Analisi e controllo di sistemi dinamici

Resilience of transportation networks

Reference persons GIACOMO COMO

Research Groups Analisi e controllo di sistemi dinamici

Description Resilience has become a key aspect in the design of critical infrastructure networks, such as transport systems. On the one hand, the ever-increasing user demand and limited growth in physical capacity forces these networks to be utilised closer and closer to their limits. On the other hand, the recent technological advancements in terms of smart sensors, high-speed communication, and real-time decision capabilities have exacerbated the large-scale interconnected nature of these systems, and increased both the potential gains associated to their optimization and their inherent systemic risks. In fact, while designed to perform well under normal operation conditions, such complex systems tend to exhibit critical fragilities in response to unforeseen disruptions. Even if simply started from small local perturbations, such disruptions have the potential to build up through cascading mechanisms driven by the interconnected dynamics of the infrastructure network, possibly leading to detrimental systemic effects. The term resilience refers to the ability of these systems “to plan and prepare for, absorb, respond to, and recover from disasters and adapt to new conditions” (definition by the US National Academy of Sciences [1]). The problem has motivated a considerable amount of research within the last few years, particularly focused on the dynamical aspects of network flows, complementing more classical static network flow optimization approaches. (See, e.g., [2] and references therein.)
In this thesis, we propose to address the problem of robustness of routing matrices in transportation networks. Routing matrices are sparse sub-stochastic matrices R whose entries represent the splitting rates, i.e, the fractions of flow moving from one cell i to another adjacent cell j. For simplicity, we will focus on the case where such routing matrices are static (rather than varying in response to feedback information as in [3,4]) and address the following question: how much do changes in R affect the value of the equilibrium of a linear compartmental system with routing matrix R and exogenous inflow u? While the question is concerned with the equilibrium of linear compartmental system dynamics, answering it proves very relevant for important nonlinear models of network traffic dynamics such as Daganzo’s Cell Transmission Model [5,6] as well as for some models of packet-switched networks [7].

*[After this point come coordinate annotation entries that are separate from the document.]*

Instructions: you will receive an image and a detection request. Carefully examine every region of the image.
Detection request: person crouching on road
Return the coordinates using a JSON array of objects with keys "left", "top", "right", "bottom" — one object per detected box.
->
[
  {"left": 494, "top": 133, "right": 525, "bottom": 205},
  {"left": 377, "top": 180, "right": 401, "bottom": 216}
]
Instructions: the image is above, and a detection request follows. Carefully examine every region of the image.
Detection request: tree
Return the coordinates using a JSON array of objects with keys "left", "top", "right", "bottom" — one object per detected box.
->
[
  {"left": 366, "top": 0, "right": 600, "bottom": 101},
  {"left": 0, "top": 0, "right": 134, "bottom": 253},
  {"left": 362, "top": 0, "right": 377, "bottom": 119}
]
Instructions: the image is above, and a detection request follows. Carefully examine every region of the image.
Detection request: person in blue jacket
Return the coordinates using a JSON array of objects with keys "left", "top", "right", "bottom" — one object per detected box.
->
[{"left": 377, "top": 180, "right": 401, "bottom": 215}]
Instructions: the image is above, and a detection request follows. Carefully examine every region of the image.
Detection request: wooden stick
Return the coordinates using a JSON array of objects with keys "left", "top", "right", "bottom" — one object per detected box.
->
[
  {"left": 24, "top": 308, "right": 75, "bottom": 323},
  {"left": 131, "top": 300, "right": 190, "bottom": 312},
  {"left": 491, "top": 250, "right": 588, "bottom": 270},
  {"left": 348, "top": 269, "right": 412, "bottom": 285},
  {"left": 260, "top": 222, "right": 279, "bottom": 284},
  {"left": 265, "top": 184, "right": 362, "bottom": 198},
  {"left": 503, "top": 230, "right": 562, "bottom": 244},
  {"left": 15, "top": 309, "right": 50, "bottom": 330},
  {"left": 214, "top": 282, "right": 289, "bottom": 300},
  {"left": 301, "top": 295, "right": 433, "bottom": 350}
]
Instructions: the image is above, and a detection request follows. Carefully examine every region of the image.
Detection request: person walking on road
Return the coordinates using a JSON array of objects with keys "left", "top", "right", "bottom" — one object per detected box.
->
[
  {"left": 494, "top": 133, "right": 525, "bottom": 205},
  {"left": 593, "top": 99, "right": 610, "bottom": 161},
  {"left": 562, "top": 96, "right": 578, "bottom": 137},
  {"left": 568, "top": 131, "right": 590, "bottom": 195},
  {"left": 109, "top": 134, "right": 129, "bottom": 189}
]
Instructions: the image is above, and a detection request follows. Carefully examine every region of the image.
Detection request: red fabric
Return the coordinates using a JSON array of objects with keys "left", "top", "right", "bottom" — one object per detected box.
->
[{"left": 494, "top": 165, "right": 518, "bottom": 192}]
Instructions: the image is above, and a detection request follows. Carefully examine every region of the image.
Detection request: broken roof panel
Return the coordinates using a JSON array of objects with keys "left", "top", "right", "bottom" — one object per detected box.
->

[1]  Disaster Resilience: a National Imperative, The National Academies Press, 2012.
[2] G. Como, `Resilient Control of Dynamical Flow Networks’, Annual Reviews in Control, vol. 43, pp. 80-90, 2017.
[3] G. Como, K. Savla, D. Acemoglu, M.A. Dahleh, and E. Frazzoli, `Robust distributed routing in dynamical networks - Part I: Locally responsive policies and weak resilience,’ IEEE Transactions on Automatic Control 58 (2) (2013) 317–332.
[4] G.Como, E.Lovisari, and K.Savla, `Throughput optimality and overload behavior of dynamical flow networks under monotone distributed routing’, IEEE Transactions on Control of Network Systems 2 (1) (2015) 57–67.
[5]  C. Daganzo, `The cell transmission model: A dynamic representation of highway traffic consistent with the hydrodynamic theory,’ Transportation Research B 28B (4) (1994) 269–287.
[6]  C. Daganzo, `The cell transmission model, Part II: Network traffic,’ Transportation Research B 29B (2) (1995) 79–93.
[7] D. Shah and D. Wischik,`Switched networks with maximum weight policies: Fluid approximation and multiplicative state space collapse’, The Annals of Applied Probability , 22(1), pp. 70-127.